This week started just like many others do. Sunday was filled with relaxation and procrastination. Monday was typically dreadful. Tuesday rolls around with little hope of the weekend in sight and the standard barrage of tasks and assignments doing all they can to hold one back from basking in the change in weather that assails in like a miraculous deluge this time of year. A large portion of the commencement weeks of the past two years have, for me, included a factor uncommon among most students. This week, like the others, began with me searching for a column topic. The stakes are a little higher though, since this is my final regular-issue column. So, I’ve decided to bore you one last time by illustrating the “Life and Times” of a columnist.
When any given person picks up an issue of The Carroll News, the colorful or shocking headlines typically grab the attention of the reader. The performances of our sports teams are rousing, the economic news, compelling and the behavior of the world’s leaders, titillating. The Op/Ed section closes the issue with the writings of some of the editors of the paper.
Some readers might laugh at our thoughts. Others, cry. The mildly offensive, yet humorously-intended words of The Bayer Necessities has been known to bring people to arms. A fresh perspective to the section can be found in the upper left corner of page 18 in “Our View” from an editor of one of the neighboring sections. Then there is me, who you’ve obviously found, in Nick’s Knack. Among other things, I’ve become known as that kid with the mustache in his picture, who writes things only professors can/choose to read and/or understand: a questionable assessment.
The life of the columnist begins with the clever name pun that will become the over-arching name of one’s personal body of work. This is usually a collaborative effort of the entire staff and doesn’t usually reflect the theme or style of the author’s work whatsoever. In Cooney Meets World, Dan Cooney writes about much more than his formative years influenced by the ‘90s sitcom “Boy Meets World.” To date, no one has discovered if I have any knacks at all, excluding those likened to the tendencies of Ambien or delirium.
Being given the privilege of getting a column space is quite the exciting thing. The writer has to fill 600 to 700 words with whatever they want. Everyone wants to be revelatory or funny or both. When given my debut in an “Our View” column, I had a hundred ideas rolling through my head, a hundred topics about which to write, and doing so would change the world. The end of this column will give me 39 titles to my name, totaling 28,274 words. I ran out of ideas a long time ago. I’ve gotten less funny than I was in the beginning. My seven loyal readers have pointed out that my general topics are few in number, typically going conformity, nature, society, Native Americans, nature, The System, nature, repeat. It seems I try to cover my lack of creativity with extreme length, which will be turned in no earlier than 9 p.m. on deadline night (sorry guys).
In professional publications, the columnists typically take a topic from current events, analyze the situation and give their personal commentary. This style can be seen in our World News and Business and Finance sections. The Op/Ed columns are surely a different breed, deviating from this standard procedure and commenting on nearly every topic imaginable. Some might say this devalues what we write. On the contrary I find this fact to give more value to our oeuvre.

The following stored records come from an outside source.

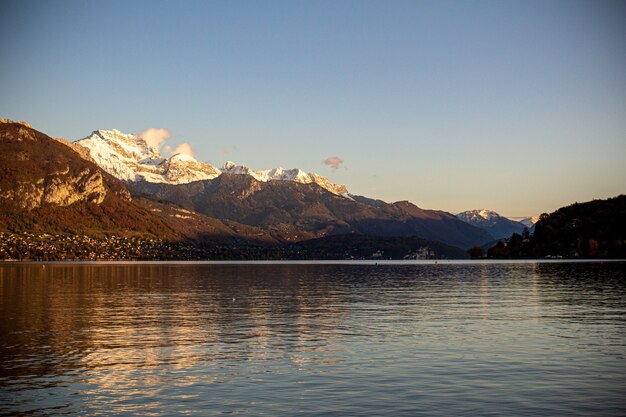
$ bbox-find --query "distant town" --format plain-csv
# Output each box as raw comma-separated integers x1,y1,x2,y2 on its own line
0,232,444,261
0,232,204,261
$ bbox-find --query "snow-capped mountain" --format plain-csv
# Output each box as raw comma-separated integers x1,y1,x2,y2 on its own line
456,209,527,240
456,209,501,224
220,161,348,195
519,216,540,228
74,129,348,194
75,129,221,184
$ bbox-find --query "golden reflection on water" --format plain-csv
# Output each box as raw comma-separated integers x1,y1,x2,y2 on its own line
0,264,349,390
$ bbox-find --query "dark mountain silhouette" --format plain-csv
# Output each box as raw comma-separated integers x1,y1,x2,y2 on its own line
487,195,626,258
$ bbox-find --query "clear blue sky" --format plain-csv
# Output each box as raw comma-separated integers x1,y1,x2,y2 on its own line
1,0,625,217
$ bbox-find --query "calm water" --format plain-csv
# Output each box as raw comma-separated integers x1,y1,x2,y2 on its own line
0,261,625,416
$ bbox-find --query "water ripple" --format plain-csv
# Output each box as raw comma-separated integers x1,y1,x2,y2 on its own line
0,262,625,416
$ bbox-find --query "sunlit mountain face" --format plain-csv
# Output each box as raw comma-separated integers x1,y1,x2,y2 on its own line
74,129,348,195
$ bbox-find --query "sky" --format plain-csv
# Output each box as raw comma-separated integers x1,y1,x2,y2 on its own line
1,0,625,217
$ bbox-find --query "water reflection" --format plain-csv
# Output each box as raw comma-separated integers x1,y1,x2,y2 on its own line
1,262,625,416
0,265,353,389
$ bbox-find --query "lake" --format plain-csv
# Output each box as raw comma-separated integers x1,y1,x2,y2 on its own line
0,261,625,416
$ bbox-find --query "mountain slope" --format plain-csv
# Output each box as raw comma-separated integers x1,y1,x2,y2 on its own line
457,209,526,240
517,216,539,232
129,175,493,248
134,197,277,243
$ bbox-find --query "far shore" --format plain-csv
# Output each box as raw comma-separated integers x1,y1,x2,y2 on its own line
1,259,624,266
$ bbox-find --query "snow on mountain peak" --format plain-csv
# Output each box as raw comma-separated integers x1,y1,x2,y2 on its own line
456,209,502,224
170,152,197,163
220,161,252,175
74,129,348,194
222,161,237,170
220,161,348,195
477,209,499,220
518,216,540,228
75,129,219,184
457,209,528,240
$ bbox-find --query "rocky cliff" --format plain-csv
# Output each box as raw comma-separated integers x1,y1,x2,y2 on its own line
0,120,129,210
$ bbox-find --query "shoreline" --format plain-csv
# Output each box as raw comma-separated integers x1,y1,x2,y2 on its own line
1,258,624,266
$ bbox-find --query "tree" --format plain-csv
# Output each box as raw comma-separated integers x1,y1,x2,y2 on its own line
487,241,509,258
467,246,483,258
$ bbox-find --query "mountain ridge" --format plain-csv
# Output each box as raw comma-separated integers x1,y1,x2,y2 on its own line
129,175,493,248
75,129,222,184
0,120,498,257
74,129,348,195
457,209,527,240
75,126,492,248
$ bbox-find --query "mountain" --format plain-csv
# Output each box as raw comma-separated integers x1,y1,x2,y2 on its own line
487,195,626,259
75,129,221,184
0,121,283,246
519,216,540,229
0,120,516,258
349,194,387,208
130,175,493,248
74,129,348,195
456,209,526,240
3,121,621,260
221,161,348,195
0,120,176,238
75,127,491,249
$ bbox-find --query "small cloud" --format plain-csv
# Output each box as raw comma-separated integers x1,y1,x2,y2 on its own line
323,156,343,170
139,128,170,150
221,144,238,156
163,145,172,154
173,142,194,157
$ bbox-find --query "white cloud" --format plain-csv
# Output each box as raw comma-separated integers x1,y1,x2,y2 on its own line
137,128,195,158
139,128,171,150
173,142,194,157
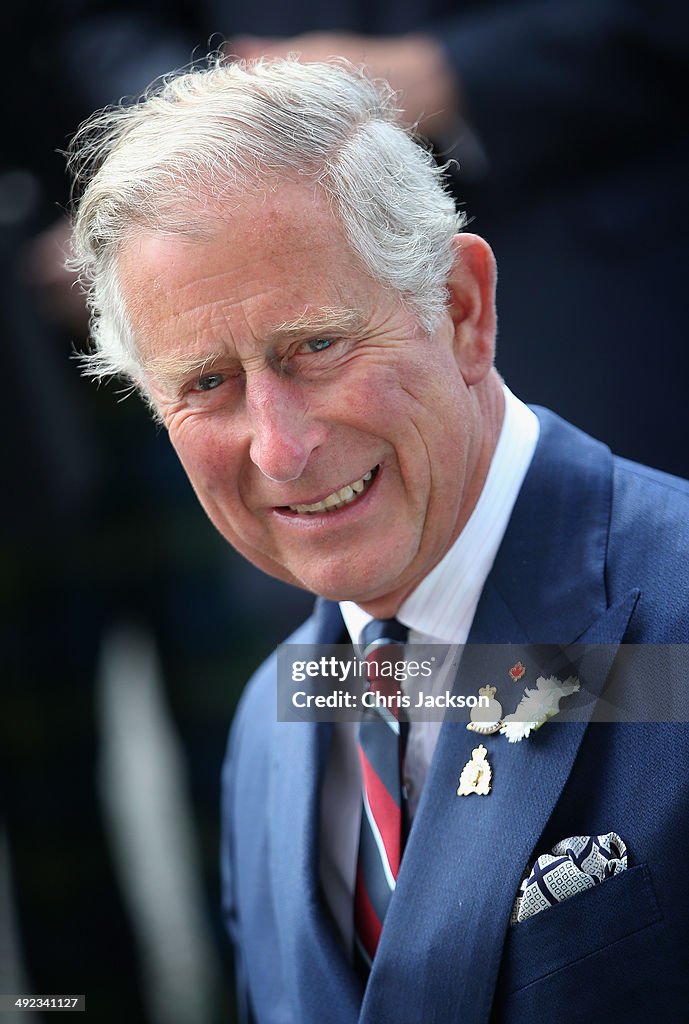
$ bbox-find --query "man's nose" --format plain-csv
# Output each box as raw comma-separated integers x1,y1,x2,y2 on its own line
245,372,324,483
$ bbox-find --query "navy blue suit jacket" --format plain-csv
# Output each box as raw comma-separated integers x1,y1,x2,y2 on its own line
221,409,689,1023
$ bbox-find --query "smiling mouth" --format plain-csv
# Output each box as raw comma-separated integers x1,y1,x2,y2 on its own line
281,466,379,515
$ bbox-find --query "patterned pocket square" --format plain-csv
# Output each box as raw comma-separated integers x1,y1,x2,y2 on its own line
511,832,628,925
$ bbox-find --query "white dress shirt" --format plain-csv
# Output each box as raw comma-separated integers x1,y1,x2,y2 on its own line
319,386,540,952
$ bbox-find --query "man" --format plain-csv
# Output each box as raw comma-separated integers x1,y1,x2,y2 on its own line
68,59,689,1022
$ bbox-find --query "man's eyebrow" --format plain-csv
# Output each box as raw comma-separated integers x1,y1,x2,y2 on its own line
265,307,366,341
145,352,225,391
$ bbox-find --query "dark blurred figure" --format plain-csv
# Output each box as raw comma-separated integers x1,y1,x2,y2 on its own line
2,7,313,1024
53,0,689,476
0,6,149,1022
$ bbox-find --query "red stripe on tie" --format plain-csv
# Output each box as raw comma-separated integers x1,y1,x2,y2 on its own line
354,863,382,960
366,670,404,721
358,747,402,879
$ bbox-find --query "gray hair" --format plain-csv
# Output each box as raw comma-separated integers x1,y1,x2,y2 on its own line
68,56,465,386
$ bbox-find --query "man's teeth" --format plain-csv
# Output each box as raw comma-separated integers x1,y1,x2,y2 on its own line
290,470,373,514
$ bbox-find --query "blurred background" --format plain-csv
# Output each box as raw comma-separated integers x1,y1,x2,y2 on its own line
1,1,687,1021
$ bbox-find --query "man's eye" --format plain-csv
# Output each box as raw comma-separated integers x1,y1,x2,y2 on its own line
196,373,225,392
299,338,334,354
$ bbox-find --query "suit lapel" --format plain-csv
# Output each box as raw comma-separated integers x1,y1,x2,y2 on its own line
477,407,612,645
361,411,640,1024
269,600,362,1023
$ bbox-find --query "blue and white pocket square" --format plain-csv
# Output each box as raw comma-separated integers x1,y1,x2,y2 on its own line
511,832,628,925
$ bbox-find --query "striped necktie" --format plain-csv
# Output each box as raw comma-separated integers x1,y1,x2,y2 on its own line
354,617,409,971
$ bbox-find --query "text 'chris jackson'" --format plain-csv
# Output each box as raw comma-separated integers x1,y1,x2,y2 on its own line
291,690,490,710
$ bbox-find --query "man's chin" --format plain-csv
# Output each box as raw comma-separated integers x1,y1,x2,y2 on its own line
227,538,412,608
287,563,408,610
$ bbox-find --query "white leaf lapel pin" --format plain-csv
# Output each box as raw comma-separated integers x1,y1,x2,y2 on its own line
499,675,580,743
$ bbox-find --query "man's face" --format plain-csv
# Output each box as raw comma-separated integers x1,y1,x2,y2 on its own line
119,183,497,614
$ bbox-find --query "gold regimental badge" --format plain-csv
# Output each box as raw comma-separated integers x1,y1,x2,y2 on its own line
457,744,492,796
467,685,503,736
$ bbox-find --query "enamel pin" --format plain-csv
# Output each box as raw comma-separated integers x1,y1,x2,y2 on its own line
509,661,526,682
457,744,492,796
466,684,503,735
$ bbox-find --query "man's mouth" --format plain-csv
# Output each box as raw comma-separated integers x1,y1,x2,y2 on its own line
283,466,378,515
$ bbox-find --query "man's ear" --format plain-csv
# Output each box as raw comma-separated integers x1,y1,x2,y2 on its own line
446,233,497,386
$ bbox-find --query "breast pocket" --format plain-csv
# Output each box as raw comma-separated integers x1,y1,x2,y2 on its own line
492,865,685,1023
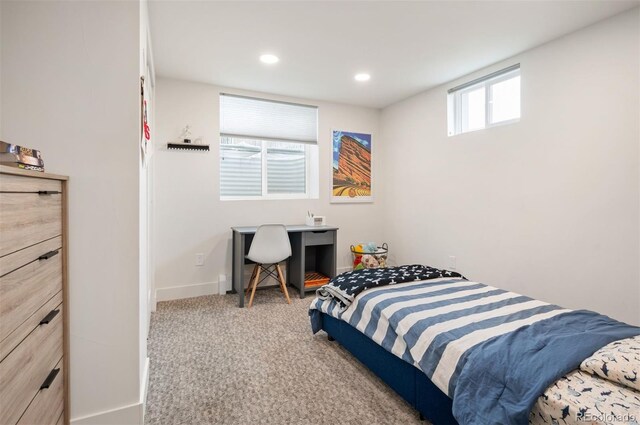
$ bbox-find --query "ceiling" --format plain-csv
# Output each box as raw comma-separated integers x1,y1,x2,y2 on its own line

Anyone can look anywhere to find somebody praising Mitt Romney “solving” the economic situation or telling Americans to step up and get back on top in the world education ranks. While we’ve occasionally written on these topics, we usually hit a little closer to home, though not obviously.
Column topics come from the world around us and the things we experience. A conversation with a friend, a break up, a bad performance in school or on the playing field of athletics, or observing our fellow humans as we roam the streets can, at least for me, inspire a myriad of mildly philosophical revelations, not always having continuity. I’ve also named my coffee press “The Idea Factory.”

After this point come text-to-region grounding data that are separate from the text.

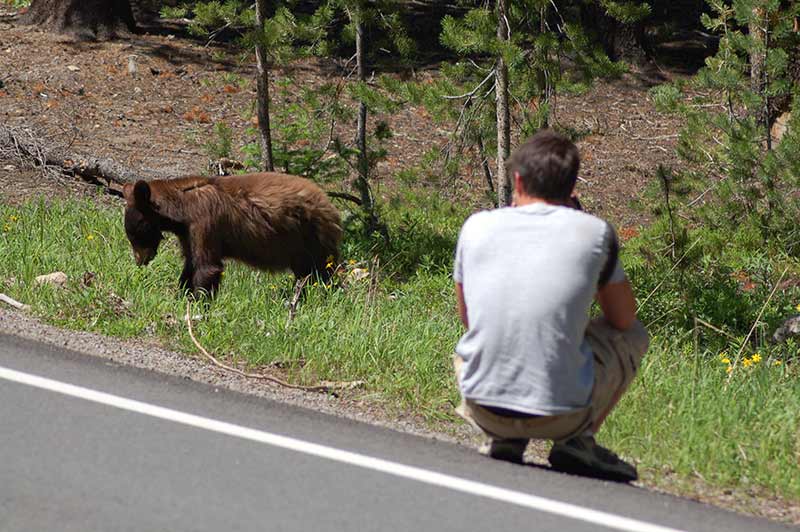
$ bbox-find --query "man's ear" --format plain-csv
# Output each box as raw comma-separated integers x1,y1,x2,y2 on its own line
132,180,151,209
513,172,526,198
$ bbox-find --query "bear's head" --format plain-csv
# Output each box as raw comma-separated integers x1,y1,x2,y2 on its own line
122,180,163,266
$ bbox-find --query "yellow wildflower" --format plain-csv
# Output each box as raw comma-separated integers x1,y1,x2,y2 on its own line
718,352,729,361
742,358,753,368
796,303,800,313
720,357,731,365
2,224,9,232
774,360,783,366
348,259,357,265
726,365,734,374
751,353,762,364
86,234,95,241
8,215,18,222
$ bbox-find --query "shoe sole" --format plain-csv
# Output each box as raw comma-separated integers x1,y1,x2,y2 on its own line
548,450,638,483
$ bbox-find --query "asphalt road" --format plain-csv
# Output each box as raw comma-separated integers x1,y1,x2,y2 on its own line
0,333,793,532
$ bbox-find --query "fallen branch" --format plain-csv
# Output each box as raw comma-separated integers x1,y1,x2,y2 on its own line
184,302,363,393
0,124,169,190
0,293,30,311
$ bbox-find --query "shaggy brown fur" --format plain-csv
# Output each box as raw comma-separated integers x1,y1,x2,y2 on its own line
122,172,342,297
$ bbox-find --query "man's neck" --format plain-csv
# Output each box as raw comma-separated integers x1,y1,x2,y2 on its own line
513,194,568,208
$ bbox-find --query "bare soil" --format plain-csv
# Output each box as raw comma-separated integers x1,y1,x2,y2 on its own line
1,12,798,527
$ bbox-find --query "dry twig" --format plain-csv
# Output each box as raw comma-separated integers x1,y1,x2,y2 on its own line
184,302,363,393
0,293,29,311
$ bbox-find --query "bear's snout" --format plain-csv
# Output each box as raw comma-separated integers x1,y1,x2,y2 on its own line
133,247,156,266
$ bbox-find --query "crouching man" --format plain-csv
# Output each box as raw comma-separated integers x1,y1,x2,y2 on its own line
453,130,649,482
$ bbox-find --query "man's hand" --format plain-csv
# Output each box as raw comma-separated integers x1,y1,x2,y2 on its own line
596,279,637,331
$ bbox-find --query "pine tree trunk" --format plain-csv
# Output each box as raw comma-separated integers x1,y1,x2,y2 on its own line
255,0,275,172
354,5,373,216
21,0,136,40
749,5,772,150
496,0,511,207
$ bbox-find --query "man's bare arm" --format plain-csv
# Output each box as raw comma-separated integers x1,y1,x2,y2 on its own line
455,282,468,328
596,279,637,331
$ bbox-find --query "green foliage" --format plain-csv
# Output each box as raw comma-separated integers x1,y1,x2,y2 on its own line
241,79,352,181
600,0,652,23
202,122,233,161
291,0,417,63
159,5,189,19
650,1,800,256
401,1,632,196
609,334,800,498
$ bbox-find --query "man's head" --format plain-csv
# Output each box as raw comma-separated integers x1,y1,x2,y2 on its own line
507,129,580,202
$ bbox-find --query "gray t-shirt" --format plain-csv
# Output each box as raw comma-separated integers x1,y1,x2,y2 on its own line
453,203,626,416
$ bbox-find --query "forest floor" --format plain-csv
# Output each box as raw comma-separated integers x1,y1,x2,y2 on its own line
1,10,798,527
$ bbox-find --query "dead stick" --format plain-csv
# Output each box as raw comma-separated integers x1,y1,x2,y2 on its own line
694,317,739,341
184,301,330,393
0,293,30,311
638,238,702,312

Writing columns has helped me realize that the things around us, no matter the immediate genesis, tend to follow similar trends of humanity. Though we might think that we have diverse and flexible minds, capable of opening up and absorbing or adopting anything, when one sits down and puts the pieces together 39 times, that person might realize they stick to a certain way of thinking and being.
The Op/Ed columns of The Carroll News might not add to the bucket of commentaries on “important” topics the world faces, like those in The New York Times. Rather, they reflect the Life and Times of every one of us, the things we experience and the ways we live, exhibiting how our generation processes it all. Not as a whole, but as individuals of a greater consciousness.